“In 1949 I was shaken up by two years of military service. I disagreed with a lot of things there, but I must admit that no other calling would have strengthened me with such tough challenges as those that I experienced in military uniform and under a military dictatorship.”
“We were starting a new subject: obstetrics and gynaecology. The doctor who taught this field entered the class, he walked up to his desk, looked at me, and asked my with a raised voice: ‘What are you doing here?’ I had never seen that man before in my life, I didn’t know him. Undaunted, though surprised, I replied: ‘Doctor, if I’m a hindrance to you here, you can just sign my credit list for the subject, I won’t need it anyway.’ He said nothing to my argument. But the lectures began and I realised I was in for a fight...”
“The remnants of the retreating army tried to hold their ground in Trhová Kamenice. They tore into the parish house and beat Father Oldřich Kučera to death, our excellent catechist and priest. Three young men were stood before a wall and shot. May our Lord receive them among his chosen people. What else can we do.”

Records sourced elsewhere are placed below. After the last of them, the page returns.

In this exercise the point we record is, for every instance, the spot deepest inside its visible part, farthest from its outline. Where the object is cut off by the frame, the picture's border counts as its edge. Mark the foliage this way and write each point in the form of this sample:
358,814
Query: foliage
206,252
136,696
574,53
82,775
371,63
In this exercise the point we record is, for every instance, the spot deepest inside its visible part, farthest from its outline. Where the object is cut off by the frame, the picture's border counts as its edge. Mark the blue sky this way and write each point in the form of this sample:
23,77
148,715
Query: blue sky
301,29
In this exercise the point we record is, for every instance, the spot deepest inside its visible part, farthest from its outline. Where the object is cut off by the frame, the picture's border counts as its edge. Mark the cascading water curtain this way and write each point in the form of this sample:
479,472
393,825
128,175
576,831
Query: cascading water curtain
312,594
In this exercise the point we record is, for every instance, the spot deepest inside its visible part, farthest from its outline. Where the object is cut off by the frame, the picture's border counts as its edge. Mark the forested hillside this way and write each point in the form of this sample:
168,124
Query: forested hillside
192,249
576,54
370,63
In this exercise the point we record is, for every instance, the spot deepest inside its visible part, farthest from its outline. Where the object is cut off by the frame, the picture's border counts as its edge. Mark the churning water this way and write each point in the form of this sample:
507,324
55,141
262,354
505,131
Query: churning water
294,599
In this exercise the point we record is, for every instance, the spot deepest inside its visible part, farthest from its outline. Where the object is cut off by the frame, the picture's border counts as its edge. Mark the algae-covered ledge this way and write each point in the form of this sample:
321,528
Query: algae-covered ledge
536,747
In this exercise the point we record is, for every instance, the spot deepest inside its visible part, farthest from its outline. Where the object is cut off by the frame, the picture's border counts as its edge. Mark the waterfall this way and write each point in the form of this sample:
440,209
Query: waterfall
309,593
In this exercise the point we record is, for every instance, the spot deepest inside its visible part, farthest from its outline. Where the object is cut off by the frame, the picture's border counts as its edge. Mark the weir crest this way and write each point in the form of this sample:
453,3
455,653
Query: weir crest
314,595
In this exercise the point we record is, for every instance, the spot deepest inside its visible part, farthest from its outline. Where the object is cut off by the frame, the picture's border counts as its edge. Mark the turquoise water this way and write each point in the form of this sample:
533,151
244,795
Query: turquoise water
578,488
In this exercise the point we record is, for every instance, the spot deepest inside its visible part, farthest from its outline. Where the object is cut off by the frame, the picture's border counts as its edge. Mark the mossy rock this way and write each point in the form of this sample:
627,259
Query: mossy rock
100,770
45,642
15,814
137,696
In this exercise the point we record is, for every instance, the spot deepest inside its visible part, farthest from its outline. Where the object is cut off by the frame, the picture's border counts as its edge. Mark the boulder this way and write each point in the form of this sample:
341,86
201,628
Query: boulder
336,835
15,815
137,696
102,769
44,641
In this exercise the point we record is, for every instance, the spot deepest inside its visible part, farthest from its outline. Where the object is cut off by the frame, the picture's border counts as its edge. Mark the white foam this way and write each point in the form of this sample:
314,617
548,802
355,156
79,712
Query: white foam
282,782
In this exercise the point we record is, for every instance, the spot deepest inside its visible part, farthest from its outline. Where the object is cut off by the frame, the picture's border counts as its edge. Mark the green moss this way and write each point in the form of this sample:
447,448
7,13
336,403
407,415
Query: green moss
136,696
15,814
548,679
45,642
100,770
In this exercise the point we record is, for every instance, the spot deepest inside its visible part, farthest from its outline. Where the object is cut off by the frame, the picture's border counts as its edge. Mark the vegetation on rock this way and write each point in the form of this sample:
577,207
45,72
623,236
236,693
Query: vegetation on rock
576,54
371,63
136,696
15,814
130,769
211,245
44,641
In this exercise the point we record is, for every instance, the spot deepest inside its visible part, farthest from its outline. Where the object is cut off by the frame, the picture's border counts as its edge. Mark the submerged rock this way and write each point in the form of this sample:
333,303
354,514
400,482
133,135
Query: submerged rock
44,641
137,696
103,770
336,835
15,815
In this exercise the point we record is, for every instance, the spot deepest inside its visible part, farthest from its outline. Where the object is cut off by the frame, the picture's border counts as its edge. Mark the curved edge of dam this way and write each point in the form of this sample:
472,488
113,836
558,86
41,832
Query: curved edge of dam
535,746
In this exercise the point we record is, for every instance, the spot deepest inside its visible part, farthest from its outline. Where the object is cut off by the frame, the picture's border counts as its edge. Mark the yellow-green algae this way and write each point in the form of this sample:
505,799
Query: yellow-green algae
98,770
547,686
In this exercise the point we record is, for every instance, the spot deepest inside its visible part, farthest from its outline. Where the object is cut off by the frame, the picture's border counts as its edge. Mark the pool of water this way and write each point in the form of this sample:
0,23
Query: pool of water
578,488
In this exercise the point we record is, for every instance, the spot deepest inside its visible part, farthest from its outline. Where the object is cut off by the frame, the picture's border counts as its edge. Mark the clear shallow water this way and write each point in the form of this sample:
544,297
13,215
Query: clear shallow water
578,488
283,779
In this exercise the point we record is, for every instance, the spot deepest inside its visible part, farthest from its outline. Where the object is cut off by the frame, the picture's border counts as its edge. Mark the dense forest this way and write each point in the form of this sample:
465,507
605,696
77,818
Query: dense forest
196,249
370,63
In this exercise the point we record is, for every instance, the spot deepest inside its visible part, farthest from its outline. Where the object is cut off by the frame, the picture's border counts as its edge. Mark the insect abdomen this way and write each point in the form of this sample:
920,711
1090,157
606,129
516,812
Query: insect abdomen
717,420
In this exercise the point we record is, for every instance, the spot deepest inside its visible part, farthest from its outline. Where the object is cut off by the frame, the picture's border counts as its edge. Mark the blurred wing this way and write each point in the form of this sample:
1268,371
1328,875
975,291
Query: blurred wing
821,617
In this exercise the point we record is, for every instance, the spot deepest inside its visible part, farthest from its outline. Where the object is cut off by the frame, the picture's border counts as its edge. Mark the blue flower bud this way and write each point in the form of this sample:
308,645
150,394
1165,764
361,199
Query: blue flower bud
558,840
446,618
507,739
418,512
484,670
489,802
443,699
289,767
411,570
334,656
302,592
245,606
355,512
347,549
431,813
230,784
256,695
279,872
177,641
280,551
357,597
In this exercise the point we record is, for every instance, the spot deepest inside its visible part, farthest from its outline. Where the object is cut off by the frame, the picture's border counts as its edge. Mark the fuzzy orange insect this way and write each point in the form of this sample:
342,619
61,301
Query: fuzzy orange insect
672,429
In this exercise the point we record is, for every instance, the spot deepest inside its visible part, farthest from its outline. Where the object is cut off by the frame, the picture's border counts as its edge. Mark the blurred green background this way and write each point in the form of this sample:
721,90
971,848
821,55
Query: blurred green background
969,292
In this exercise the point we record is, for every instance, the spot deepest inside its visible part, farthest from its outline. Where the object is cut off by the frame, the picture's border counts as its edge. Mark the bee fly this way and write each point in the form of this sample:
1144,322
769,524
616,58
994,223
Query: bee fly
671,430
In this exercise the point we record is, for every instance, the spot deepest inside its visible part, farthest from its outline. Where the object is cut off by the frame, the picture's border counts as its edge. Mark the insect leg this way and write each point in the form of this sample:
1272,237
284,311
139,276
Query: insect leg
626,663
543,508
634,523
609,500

“When the headmaster of the Slavíkov school prepared me for the town school entrance exams, he asked me what I wanted to be. I resolutely replied: ‘A priest.’ And that was true. It was a firm conviction, uncompromising, strongly supported by God’s call. It was a long journey through life, which started in 1939 and culminated in the five years of study at the theological faculty. I was subsequently ordained a priest by bishop Monsignor František Tomášek in the Prague Cathedral of Sts Vitus, Wenceslas, and Adalbert on 23 June 1973. Thank God!”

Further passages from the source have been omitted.